REDS1736 · a year ago
I support your assumption. The mechanisms of how EDMR affects the PTSD symptoms are still debated, but indeed a quite prevalent opinion (which i also subscribe to) is that EMDR is not at all about the eye movements but about the exposition therapy happening concurrently. Exposition has been robustly proven to be effective at PTDS treatment and as far as i know, there is no rigorous evidence for EMDR having more effect than standalone exposition, highly suggesting that the exposition part is what makes EMDR work.
petercooper · a year ago
I'm only an educated reader, not a doctor, but I think the role of eye movements (or Tetris!) in these types of therapies is simply to consume the patient's full attention and brain power without being tiring or frustrating in the short term - those things just happen to be quite effective at it.
lovegrenoble · a year ago
Well, this Tetris is addictive... Tangram as well (for mind-benders): https://blocks.ovh
mdp2021 · a year ago
Article says rotation is a crucial operation to the purpose.
REDS1736 · a year ago
The hypothesis is that mental rotation as one way to induce high cognitive load hinders my brain from plaguing me with intrusions. As my sibling commenter already stated, this mechanism's evidence level is "unproven hypothesis" but on top of that, the hypothesis does not explicitly assume mental rotation to be the only effective task for this use case because there are a lot of other very brain-consuming tasks.
duskwuff · a year ago
The study hypothesizes that rotation is significant, but didn't specifically test that.

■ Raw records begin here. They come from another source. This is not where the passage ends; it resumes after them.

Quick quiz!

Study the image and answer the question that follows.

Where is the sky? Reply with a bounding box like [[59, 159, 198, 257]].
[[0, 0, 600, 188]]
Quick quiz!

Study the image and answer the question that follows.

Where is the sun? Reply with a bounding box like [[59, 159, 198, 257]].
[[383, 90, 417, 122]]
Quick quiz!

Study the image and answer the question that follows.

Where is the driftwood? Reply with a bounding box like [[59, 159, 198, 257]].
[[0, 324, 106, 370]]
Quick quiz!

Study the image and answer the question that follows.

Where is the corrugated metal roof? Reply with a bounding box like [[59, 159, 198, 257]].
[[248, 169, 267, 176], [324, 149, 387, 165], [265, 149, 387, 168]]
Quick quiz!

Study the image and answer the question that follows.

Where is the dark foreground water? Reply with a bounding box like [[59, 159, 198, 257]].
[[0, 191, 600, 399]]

I wouldn't be surprised if the effect were more general.
amadeuspagel · a year ago
Reminds me of the shape rotator meme[1].

[1]: https://knowyourmeme.com/memes/wordcel-shape-rotator-mathcel

afro88 · a year ago
Does this effect last after they stop playing tetris, or just while they play? I know when I played tetris a lot, my brain seemed to be stuck on it in a way. I would close my eyes and almost see tetris shapes. I'd have dreams about it. And I would kind of see various problems through a tetris lens, so to speak.

I wonder if that phenomenon is what is going on here. Your brain uses slightly different pathways that are tetris influenced and have lower risk of jumping into the PTSD paths.

I wonder if that lasts after they stop playing and their brain reverts to non-tetris influenced ways of thinking.

pcardoso · a year ago
Kind of related, the days when I pick weeds from my lawn I’ll see the weeds for hours when I close my eyes or even just flashes with my eyes open. I guess the weed picking activity stresses my pattern recognition and it continues working afterwards. Very trippy, at least for regular garden weeds.
alexdong · a year ago
This is totally a thing.

I think it also strengthens the neural pathway so that <speculation>when the next time you face the many options, the weight would be just slightly higher</>.

(I am assuming human brain works similar to how neural net works. I can be wrong here. )

cryptoz · a year ago
The only time I've ever lucid dreamed was when I played an obscene amount of tetris, and I could actually play games in my sleep. Like games that followed the rules, falling pieces randomy, I could rotate them, lines would disappear, the whole thing. It was really really wild.
jprete · a year ago
"With just one guided treatment session, we saw positive effects that persisted after five weeks and even six months after treatment."